A concept published in this paper, provides a mechanism so that you don't have to normalize your weights at initialization but instead normalize them through the training cycle.

It's pretty complex and I don't fully understand it, but one critique of it is since it's working with the mean and standard deviation of each layer, it's coupling all of the inputs during training. So then independent inputs now have a dependency on each other and can affect training. What does that mean? I have no clue.

Another weird trait is that due to the way you calculate batch normalization, the biases actually ended up being effectively zeroed out. So when doing batch normalization you don't use bias in your neurons. It's important to remember the bias values wouldn't actually be zero, but because you're adding a constant value, the subtraction of the mean in the normalization removes any effect that bias would have.
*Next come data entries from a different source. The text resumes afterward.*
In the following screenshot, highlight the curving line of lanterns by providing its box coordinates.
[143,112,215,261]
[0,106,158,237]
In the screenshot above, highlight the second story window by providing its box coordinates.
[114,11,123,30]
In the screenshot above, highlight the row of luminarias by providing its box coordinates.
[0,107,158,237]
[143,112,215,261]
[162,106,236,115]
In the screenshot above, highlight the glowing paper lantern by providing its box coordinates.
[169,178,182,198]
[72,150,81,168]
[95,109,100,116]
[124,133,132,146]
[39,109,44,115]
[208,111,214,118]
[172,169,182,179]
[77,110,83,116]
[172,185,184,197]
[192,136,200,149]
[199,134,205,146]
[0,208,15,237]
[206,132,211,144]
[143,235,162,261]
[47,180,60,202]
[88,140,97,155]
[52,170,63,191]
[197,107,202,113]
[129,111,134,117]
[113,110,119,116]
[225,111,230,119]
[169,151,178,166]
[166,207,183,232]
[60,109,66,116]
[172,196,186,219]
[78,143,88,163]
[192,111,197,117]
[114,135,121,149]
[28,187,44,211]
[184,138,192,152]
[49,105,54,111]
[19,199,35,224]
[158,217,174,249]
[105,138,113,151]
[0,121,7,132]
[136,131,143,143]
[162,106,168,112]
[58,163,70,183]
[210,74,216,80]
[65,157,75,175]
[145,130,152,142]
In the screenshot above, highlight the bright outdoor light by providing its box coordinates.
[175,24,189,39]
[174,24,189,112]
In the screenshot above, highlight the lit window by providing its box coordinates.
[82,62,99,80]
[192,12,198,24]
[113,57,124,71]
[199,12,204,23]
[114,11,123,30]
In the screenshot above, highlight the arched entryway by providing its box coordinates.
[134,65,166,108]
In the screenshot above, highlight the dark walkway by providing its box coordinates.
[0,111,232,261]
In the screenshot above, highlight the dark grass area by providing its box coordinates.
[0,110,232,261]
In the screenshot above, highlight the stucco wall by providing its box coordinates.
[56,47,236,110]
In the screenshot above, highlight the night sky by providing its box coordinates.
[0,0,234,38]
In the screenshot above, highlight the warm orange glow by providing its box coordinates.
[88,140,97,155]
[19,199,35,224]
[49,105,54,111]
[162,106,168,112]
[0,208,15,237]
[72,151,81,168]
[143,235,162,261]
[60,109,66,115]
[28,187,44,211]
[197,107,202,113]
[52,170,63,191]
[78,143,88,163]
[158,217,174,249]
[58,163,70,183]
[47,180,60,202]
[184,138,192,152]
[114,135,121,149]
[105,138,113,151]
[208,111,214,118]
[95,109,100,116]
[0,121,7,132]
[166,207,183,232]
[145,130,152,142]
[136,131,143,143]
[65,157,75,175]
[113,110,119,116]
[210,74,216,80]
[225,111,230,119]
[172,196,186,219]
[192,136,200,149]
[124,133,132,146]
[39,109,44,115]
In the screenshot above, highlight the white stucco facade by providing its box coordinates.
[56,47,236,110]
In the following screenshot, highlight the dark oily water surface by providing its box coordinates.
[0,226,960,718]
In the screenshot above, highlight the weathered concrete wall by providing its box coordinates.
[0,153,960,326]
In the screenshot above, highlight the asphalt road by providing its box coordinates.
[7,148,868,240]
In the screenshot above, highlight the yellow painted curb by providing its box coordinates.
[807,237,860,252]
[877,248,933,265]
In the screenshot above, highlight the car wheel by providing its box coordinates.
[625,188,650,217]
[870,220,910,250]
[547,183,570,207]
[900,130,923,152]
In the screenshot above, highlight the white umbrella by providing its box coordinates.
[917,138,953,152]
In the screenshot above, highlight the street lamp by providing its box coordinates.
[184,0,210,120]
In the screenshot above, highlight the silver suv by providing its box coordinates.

You apply batch normalization on any layers of your choosing before or after the activation functions have been calculated, it's most common to do before though. You generate the normalization with the following

z = \frac{x - m}{s}\newline
output = (z * g) + b\newline
x = \text{data point}\newline
m = \text{mean of the data set}\newline
s = \text{standard deviation}\newline
g = \text{arbitrary parameter}\newline
b = \text{arbitrary parameter}

Another important fact is that since you are using this hidden layer of normalization, with its own weights and bias, you need to use those weights and biases when running inference passes on your network. Pytorch calculates a rolling average of these so that you can access them after training, and apply them where appropriate in your forward passes.

# Inputs

It's also common to preform normalization and standardization of your inputs, so that they follow a more equal distribution as well. A good analogy is miles driven, if some users drove 100 miles and others drove 100,000 that creates a significantly large data set that could have large imapcts on the gradients of the neural network. We can normalize them by squashing them down to 0-1 and standardize them by the equation in Batch Normalization

This is discussed in this video. Normalization and standardization seem to be used somewhat interchangeably.